Member of the Puerto Rico Senate from the Guayama district
- In office 1988–1996

Member of the Puerto Rico House of Representatives from the 30th District
- In office 1973–1985

Personal details
- Born: March 29, 1938 Yabucoa, Puerto Rico
- Died: March 21, 2025 (aged 86) Guayama, Puerto Rico
- Party: Popular Democratic Party
- Alma mater: University of Puerto Rico (B.Ed., M.Ed) Interamerican University of Puerto Rico School of Law (JD)
- Profession: Teacher, Lawyer, Politician, Senator

= Cirilo Tirado Delgado =

Puerto Rican politician (1938–2025)

Cirilo Tirado Delgado (March 29, 1938 – March 21, 2025) was a Puerto Rican politician and attorney. He served as a member of the Puerto Rico House of Representatives (1973–1985) and Senate (1988–1996).

==Life and career==
Cirilo Tirado Delgado received his Bachelor's and Master's degree in education from the University of Puerto Rico. He then received his Juris Doctor degree from the Interamerican University of Puerto Rico School of Law, passing the bar exam in 1981. Tirado Delgado also served as teacher for the Puerto Rico Department of Education for 15 years. He was a long time member of the local Lions Club.

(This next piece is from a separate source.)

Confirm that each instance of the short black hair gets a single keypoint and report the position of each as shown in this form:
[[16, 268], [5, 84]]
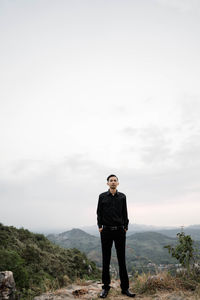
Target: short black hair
[[112, 175]]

Tirado Delgado became a member of the Popular Democratic Party (PPD). He was elected to the Puerto Rico House of Representatives in 1973, representing the District of Guayama until 1985. During his tenure in the House of Representatives, he chaired the commissions of Education and Culture; and Constitutional Revision and Civil Rights. During the first months of 1985, he served as part of the Cabinet of Governor Rafael Hernández Colón as President of the Industrial Commission. After that, he served as administrator of the State Insurance Fund Commission until 1988. That year, he ran for Senator for the District of Guayama, at the 1988 general elections. Tirado Delgado was reelected at the 1992 general elections.

Tirado Delgado ran again for Senator at the 1996 elections, but lost to the candidates of the New Progressive Party (PNP). After that, he dedicated to work on his law firm in Guayama, Puerto Rico.

Tirado Delgado was married to Quintina Rivera Montañez, a teacher. His son, Cirilo Tirado Rivera was also a Senator.

Tirado Delgado died in Guayama, Puerto Rico on March 21, 2025, at the age of 89. He was buried at the New Guayama Municipal Cemetery in Guayama, Puerto Rico.